I visited Jerry and his wife Nancy in early July to probe their memory of those early Riftons for a longer article I was working on at the time. Deer Spring closed in 1997 and Kevin Purcell died in 2018, so some details are lost to history, but Jerry’s memories remained vivid. He was diagnosed with colon cancer in March 2016 and I found him physically tired but mentally alert and ready to remember. He was sitting in a large recliner in the living room, his hands covered in thick gloves despite the summer heat, suffering from poor circulation since cancer treatments. He was able to confirm many of the details he was looking for, and most of our conversation covered memories of the Norfolk neighborhood and the four years our paths crossed in Deer Spring while I was in middle and high school.

Jerry became very animated when he talked about the children for whom he had designed equipment, and I was reminded of the most rewarding element of Rifton’s mission. He described the moment he placed the first child in Rifton’s newly designed adjustable walker (listed in that first catalog for $69.50). “It was in a school gym,” he said. “The parents were there. I think the girl was about ten years old. We put her in the walker, the first time upright and able to propel herself independently, and she took off running across the gym floor. There wasn’t a dry eye in the room,” she marveled, her voice breaking and her eyes filling with tears at the memory of her, who was already forty-five years old.

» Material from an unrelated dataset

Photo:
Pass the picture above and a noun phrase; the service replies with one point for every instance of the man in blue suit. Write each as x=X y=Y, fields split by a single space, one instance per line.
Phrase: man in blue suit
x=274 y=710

Jerry and Nancy Voll in New York City, October 2016
Jerry Voll with his wife Nancy in October 2016 in New York City, while receiving cancer treatment.

Jerry Voll was eighty years old when he died on November 17. He leaves behind Nancy, his wife of fifty-five years, two sons and two daughters. He also leaves behind an extended family in all the places he called home at one time or another during fifty years of community life in the United States, England and Australia.